Title: Parallels and Convergences: Mormon Thought and Engineering Vision
Editors: A. Scott Howe and Richard L. Bushman
Genre: Philosophy/Religion
Year: 2012
Pages: 190
Binding: Softcover
ISBN: 978-1-58958-187-6
Price: $24.95
Reviewed by Ivan Wolfe for the Association for Mormon Letters
I should have hated this book. While I don’t mind the occasional theological speculation done in a private setting, I generally do not enjoy speculation on “deep” matters of the gospel. Yet this book, which contains a lot of very deep speculation into many, many theological matters related to the latter-day gospel, won me over.
Not that I agree with any of the authors on any particular subject. However, the essays in this book (culled from a conference held at the Claremont Graduate University in 2009) come across as very humble. While various authors present their views in varying degrees of forthrightness, each one maintains an attitude of “I could be totally wrong, but based on what I know, here is my best idea.”
Overall, the essays have a theme of (as the subtitle states) “Mormon Thought and Engineering Vision.” However, individually they cover the gamut from Transhumanism to Quantum Physics and Philosophy of the Mind. Essays deal with whether “light” can be considered “spirit matter” and how that would affect our understanding of the gospel, whether Mormonism helps deal with the apparent contradiction between free will and materialism, and whether God can be considered an Engineer (this latter essay I found to be the best, as even if one does not accept it on a literal level, it works wonderfully as a devotional analogy).
I personally have very little sympathy for Transhumanism and yet I found the chapters on that subject the most fascinating. They didn’t win me over (or even nudge me), but the presentation was clear, concise, and creative.
Interestingly, the subject covered in this volume I have the most sympathy for (the Gaia hypothesis) left me somewhat cold.
Not being a scientist, I also appreciated that each essay seemed aimed at a more general audience. Though not every scientific principle was explained, the more difficult concepts received clear explanations. If I had a complaint, it might be on this front – several essays felt as if they had so much explanation of the basic concepts that the main point of the essay came across as almost an afterthought.

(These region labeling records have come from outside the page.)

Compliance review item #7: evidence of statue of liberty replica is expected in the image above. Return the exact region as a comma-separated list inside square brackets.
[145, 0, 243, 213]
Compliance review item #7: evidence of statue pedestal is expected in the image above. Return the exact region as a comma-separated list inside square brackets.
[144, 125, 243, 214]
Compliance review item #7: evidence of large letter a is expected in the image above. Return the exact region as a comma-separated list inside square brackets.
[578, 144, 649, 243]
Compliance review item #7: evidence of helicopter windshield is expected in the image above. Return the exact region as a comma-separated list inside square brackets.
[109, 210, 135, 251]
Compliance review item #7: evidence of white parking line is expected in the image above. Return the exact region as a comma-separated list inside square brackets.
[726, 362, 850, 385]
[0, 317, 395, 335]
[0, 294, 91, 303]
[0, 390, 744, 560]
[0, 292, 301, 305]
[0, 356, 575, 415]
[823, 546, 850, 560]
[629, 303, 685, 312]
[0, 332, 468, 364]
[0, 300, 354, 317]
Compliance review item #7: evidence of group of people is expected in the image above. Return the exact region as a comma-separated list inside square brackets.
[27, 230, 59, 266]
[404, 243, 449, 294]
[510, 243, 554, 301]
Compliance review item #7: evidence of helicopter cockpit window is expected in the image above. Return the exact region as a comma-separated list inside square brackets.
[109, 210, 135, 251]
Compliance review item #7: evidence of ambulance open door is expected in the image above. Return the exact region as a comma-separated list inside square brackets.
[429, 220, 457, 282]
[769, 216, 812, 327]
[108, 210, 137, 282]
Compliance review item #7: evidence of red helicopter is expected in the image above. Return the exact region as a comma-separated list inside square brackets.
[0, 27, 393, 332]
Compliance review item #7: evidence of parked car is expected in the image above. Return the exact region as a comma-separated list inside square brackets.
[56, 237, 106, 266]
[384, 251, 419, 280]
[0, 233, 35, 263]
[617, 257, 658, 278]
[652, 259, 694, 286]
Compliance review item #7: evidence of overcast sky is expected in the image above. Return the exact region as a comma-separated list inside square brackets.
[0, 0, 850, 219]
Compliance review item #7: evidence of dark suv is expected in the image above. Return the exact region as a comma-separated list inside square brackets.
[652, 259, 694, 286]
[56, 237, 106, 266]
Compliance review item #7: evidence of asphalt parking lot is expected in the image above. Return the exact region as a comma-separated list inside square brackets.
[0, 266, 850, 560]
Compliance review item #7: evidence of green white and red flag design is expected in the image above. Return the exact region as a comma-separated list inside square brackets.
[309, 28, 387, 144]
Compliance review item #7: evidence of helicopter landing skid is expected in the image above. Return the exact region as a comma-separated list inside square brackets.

Overall, however, as long as these essays are taken in the humble spirit they were offered and not taken as the final (or near final) word on these subjects, any reader will (even if they think some of the speculation, as I did, was somewhat misguided) find something worthwhile in this book.
Thanks for reviewing the book, Ivan!
Interesting, Ivan W. If any review could persuade me to read essays about Mormonism and transhumanism, this review might be it.
Ivan Lobo, thanks for posting these reviews here.
Was irrigation ever brought up as a concrete, much-lived case of Mormon thought and engineering vision?
John – not that I recall. Most of the essays were either focused on theological speculation or chronological extrapolation.
The Gaia hypothesis I could take or leave, but I thought the evidence was extremely thought provoking and interesting. Transhumanism, mormon style, is not really that far off what Mormons teach as eternal progression. I think some people imagine things about how they will come to pass in their mind, but when someone offers something different and compelling, it may be natural to be suspicious if we had pre-conceived notions. For me I keep catching myself falling into old evangelically flawed thinking – beliefs that have no scriptural base but are held commonly. While reading this book I found that if I challeneged some of those assumptions then not only was it easier to read, but made much more sense. And yes, the authors were pretty humble in their offering – a sign of a really good scientist if you ask me!